More recently, a cost-consequence analysis (published in 2025) confirmed the model’s ability to deliver efficiencies and better outcomes as it scales. In addition, Barakat-Johnson and her team secured an NHMRC Partnership Project grant of $1.5 million to further test, evaluate and disseminate a “Digital Model of Wound Care” nationally. 

 

The results in practice have been profound. In aged care settings, the virtual hub allows clinicians to rapidly triage wound deterioration, reducing unnecessary hospital transfers and emergency department visits. Within community care, wait times for specialist wound assessments have shortened, access has expanded to regional and remote populations, and patient satisfaction is consistently high.  It is a system-level intervention with direct bedside impact.

 

 

What the win means for health systems and patients

 

The importance of this Award extends beyond the individual accolade. It underscores the strategic value of nurse-led innovation in confronting some of Australia’s most intractable healthcare problems.

 

Consider chronic wounds. This hidden epidemic is estimated to affect over 450,000 Australians, with a public health cost exceeding $6.6 billion. Yet wound care often suffers from invisibility, fragmentation, long waits, and inequitable access. Barakat-Johnson’s command centre is a practical, real-world remedy to those issues.

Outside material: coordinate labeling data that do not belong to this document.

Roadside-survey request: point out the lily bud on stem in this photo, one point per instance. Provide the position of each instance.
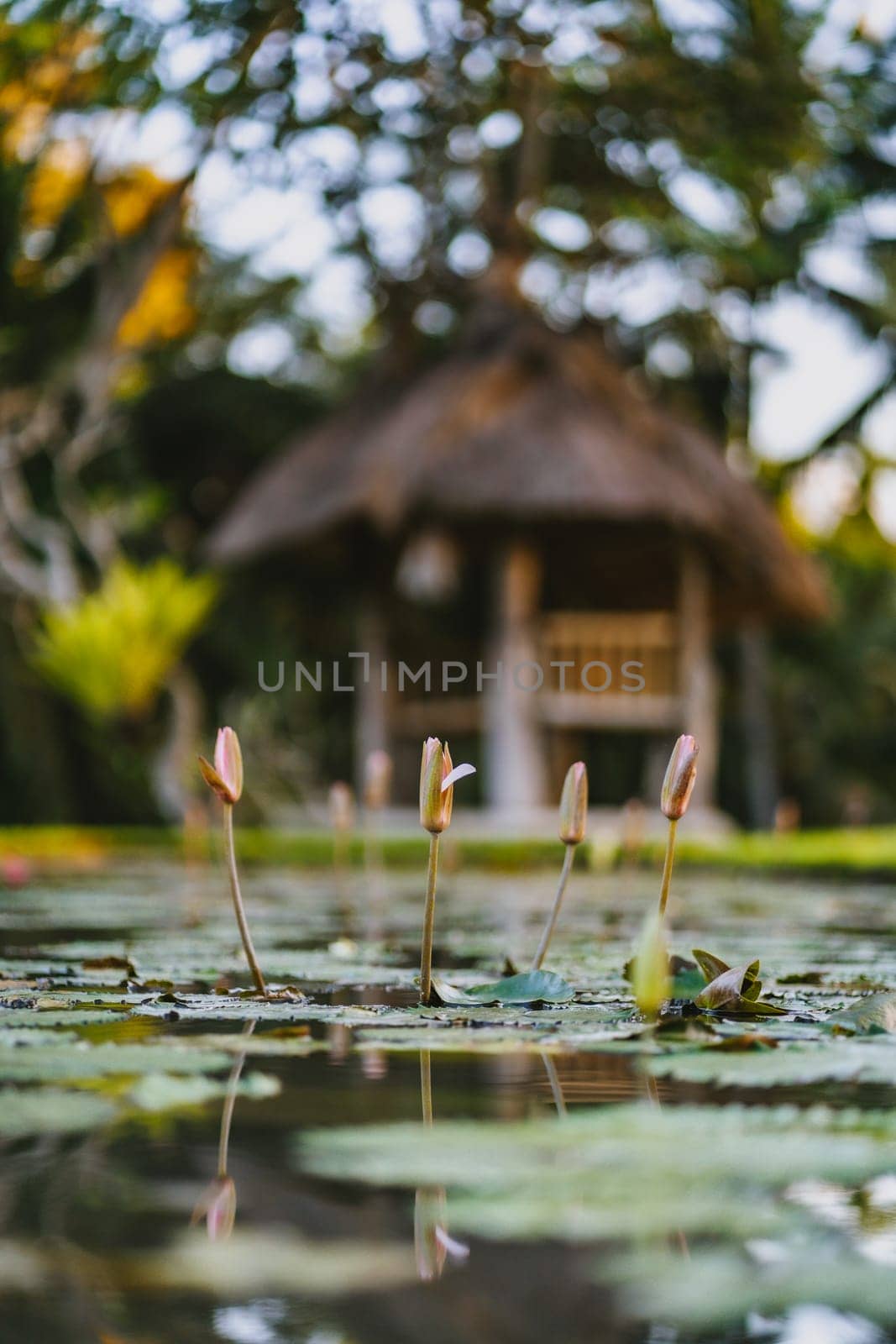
(226, 779)
(574, 808)
(678, 786)
(437, 799)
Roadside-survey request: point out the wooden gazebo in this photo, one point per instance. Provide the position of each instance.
(600, 530)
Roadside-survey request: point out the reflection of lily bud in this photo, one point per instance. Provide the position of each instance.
(432, 1241)
(378, 780)
(651, 969)
(342, 806)
(375, 1065)
(217, 1206)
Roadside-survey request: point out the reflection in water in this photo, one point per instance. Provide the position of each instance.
(432, 1241)
(553, 1079)
(217, 1203)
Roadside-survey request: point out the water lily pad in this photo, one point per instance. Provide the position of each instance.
(871, 1016)
(530, 987)
(167, 1092)
(50, 1112)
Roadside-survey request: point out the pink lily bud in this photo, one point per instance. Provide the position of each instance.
(437, 785)
(226, 774)
(436, 808)
(342, 806)
(680, 779)
(574, 804)
(378, 780)
(217, 1206)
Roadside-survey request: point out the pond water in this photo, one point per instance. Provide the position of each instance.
(450, 1173)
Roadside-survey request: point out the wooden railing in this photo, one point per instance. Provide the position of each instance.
(624, 669)
(629, 660)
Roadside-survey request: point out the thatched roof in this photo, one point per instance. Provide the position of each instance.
(530, 427)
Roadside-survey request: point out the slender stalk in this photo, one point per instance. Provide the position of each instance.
(230, 1101)
(426, 1088)
(238, 900)
(667, 867)
(557, 1089)
(558, 900)
(429, 921)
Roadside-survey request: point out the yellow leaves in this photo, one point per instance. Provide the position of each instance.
(113, 651)
(164, 311)
(56, 73)
(134, 197)
(55, 183)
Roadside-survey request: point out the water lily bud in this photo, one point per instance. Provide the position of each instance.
(378, 780)
(680, 779)
(574, 804)
(437, 785)
(436, 806)
(342, 806)
(651, 968)
(217, 1206)
(226, 774)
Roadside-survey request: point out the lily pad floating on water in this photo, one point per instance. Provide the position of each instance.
(530, 987)
(875, 1015)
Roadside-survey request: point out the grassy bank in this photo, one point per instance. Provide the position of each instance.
(871, 853)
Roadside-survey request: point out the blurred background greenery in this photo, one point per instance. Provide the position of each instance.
(215, 217)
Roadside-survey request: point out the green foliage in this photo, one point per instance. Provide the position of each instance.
(112, 651)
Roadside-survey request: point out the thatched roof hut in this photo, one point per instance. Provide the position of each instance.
(523, 440)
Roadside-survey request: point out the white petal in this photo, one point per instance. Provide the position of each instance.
(459, 772)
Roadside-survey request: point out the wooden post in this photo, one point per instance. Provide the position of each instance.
(515, 764)
(698, 671)
(371, 702)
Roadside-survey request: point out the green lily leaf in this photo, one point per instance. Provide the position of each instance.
(735, 992)
(530, 987)
(875, 1015)
(710, 964)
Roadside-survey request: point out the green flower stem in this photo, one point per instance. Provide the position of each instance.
(426, 1086)
(558, 900)
(553, 1082)
(230, 1101)
(667, 869)
(429, 921)
(238, 900)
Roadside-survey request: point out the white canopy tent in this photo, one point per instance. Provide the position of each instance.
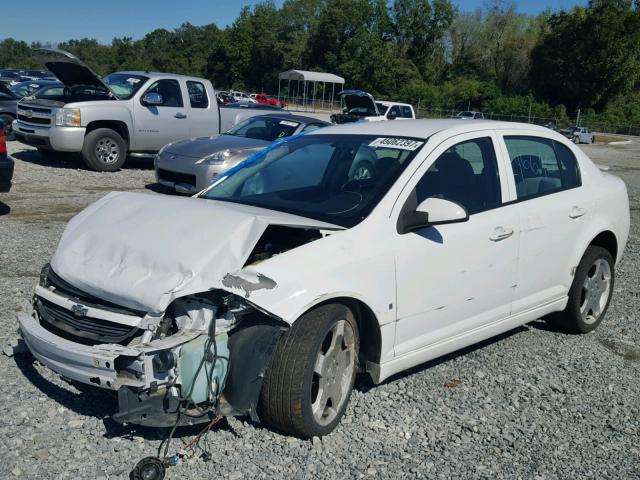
(307, 78)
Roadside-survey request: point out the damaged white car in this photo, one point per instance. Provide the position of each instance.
(266, 295)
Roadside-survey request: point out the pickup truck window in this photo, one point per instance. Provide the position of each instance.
(169, 89)
(197, 95)
(124, 85)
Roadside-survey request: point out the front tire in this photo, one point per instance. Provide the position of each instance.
(309, 380)
(590, 292)
(104, 150)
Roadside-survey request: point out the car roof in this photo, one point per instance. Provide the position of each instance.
(422, 128)
(294, 118)
(152, 75)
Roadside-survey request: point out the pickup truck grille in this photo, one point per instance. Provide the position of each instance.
(176, 177)
(89, 331)
(35, 115)
(34, 120)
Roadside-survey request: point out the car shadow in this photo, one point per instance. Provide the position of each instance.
(69, 161)
(73, 161)
(364, 383)
(4, 209)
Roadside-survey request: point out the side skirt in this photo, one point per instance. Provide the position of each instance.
(380, 372)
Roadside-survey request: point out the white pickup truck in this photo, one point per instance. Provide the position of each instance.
(124, 113)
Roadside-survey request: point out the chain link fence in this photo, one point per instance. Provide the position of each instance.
(561, 122)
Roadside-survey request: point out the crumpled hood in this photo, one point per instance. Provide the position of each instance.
(203, 146)
(143, 250)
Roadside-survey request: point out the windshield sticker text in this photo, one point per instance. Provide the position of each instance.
(400, 143)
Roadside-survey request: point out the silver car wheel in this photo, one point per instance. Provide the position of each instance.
(333, 372)
(595, 291)
(107, 150)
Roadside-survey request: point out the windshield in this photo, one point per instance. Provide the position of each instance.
(264, 128)
(124, 85)
(333, 178)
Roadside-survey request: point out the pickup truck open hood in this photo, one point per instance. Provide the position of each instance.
(358, 99)
(69, 69)
(143, 250)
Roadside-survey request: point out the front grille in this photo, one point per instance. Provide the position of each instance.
(86, 330)
(34, 120)
(176, 177)
(65, 289)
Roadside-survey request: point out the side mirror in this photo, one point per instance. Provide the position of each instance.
(432, 211)
(152, 99)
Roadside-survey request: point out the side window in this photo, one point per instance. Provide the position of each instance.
(466, 173)
(541, 166)
(169, 89)
(197, 94)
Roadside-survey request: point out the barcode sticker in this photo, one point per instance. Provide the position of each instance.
(399, 143)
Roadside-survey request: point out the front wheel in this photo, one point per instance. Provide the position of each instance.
(104, 150)
(309, 380)
(590, 292)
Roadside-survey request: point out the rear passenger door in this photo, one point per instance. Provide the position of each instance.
(554, 212)
(203, 112)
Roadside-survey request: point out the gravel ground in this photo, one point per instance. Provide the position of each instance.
(534, 403)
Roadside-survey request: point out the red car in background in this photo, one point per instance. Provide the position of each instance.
(263, 98)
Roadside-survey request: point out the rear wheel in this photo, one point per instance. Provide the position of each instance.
(104, 150)
(590, 292)
(8, 127)
(309, 380)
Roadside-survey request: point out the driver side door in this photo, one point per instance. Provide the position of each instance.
(457, 278)
(157, 125)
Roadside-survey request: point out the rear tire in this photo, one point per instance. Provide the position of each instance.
(590, 292)
(8, 127)
(307, 385)
(104, 150)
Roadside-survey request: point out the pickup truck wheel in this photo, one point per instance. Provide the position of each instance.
(309, 380)
(104, 150)
(590, 292)
(8, 127)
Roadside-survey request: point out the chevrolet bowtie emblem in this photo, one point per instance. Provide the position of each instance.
(79, 310)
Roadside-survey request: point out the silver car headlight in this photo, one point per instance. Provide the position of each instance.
(68, 117)
(217, 158)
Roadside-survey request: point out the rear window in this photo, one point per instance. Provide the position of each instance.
(541, 166)
(197, 94)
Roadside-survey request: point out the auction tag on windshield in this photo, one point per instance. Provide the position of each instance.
(400, 143)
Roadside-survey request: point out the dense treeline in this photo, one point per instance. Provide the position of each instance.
(425, 51)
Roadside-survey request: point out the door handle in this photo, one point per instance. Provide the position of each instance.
(500, 233)
(577, 212)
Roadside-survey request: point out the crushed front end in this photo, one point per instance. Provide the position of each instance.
(204, 356)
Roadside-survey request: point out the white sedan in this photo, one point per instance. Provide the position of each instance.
(266, 295)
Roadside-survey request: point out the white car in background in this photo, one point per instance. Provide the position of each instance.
(268, 292)
(360, 106)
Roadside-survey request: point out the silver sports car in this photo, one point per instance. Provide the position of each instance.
(189, 165)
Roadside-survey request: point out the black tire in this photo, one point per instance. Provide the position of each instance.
(290, 385)
(9, 135)
(104, 150)
(572, 319)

For nursing in Australia, the Award also reaffirms that nurses hold a vital role as innovators, strategists, and system architects. The ACN celebration of this model helps raise its visibility, encouraging translation, adaptation, and scaling across jurisdictions.

 

For health systems, this Award models what truly integrated, digitally augmented care can look like. We know that Australia faces escalating demand on hospitals, ageing populations, workforce shortages and rising chronic disease. Solutions like the Virtual Wound Care Command Centre offer a blueprint for shifting care upstream, keeping patients at home, reducing avoidable hospital burden, and optimising specialist resources.

 

 

Building on this momentum

 

While the Award marks an important milestone, it should be seen as a springboard for nursing. The real challenge lies in translating innovation into everyday practice across diverse health settings, embedding it in policy, securing sustainable funding, and empowering the nursing workforce to continue leading transformative change.

 

For this vision to endure, models like Professor Barakat-Johnson’s must be replicated thoughtfully rather than copied wholesale. Each region will need to adapt the approach to suit its infrastructure, workforce capacity, digital connectivity, and community needs. Local pilot programs, backed by ongoing evaluation, will be crucial to ensuring long-term success. Equally important is embedding nurse-led digital care within health policy and funding frameworks so these projects become enduring components of the system, not isolated initiatives. Alignment with Medicare, state health budgets, telehealth incentives, and digital health strategies will determine whether innovations like the Virtual Wound Care Command Centre can scale nationwide. This applies long term thinking to the Award’s purpose, which is exactly what the ACN wants to ensure is considered.

 

Congratulations, Professor Barakat-Johnson, as well as this year’s commendations.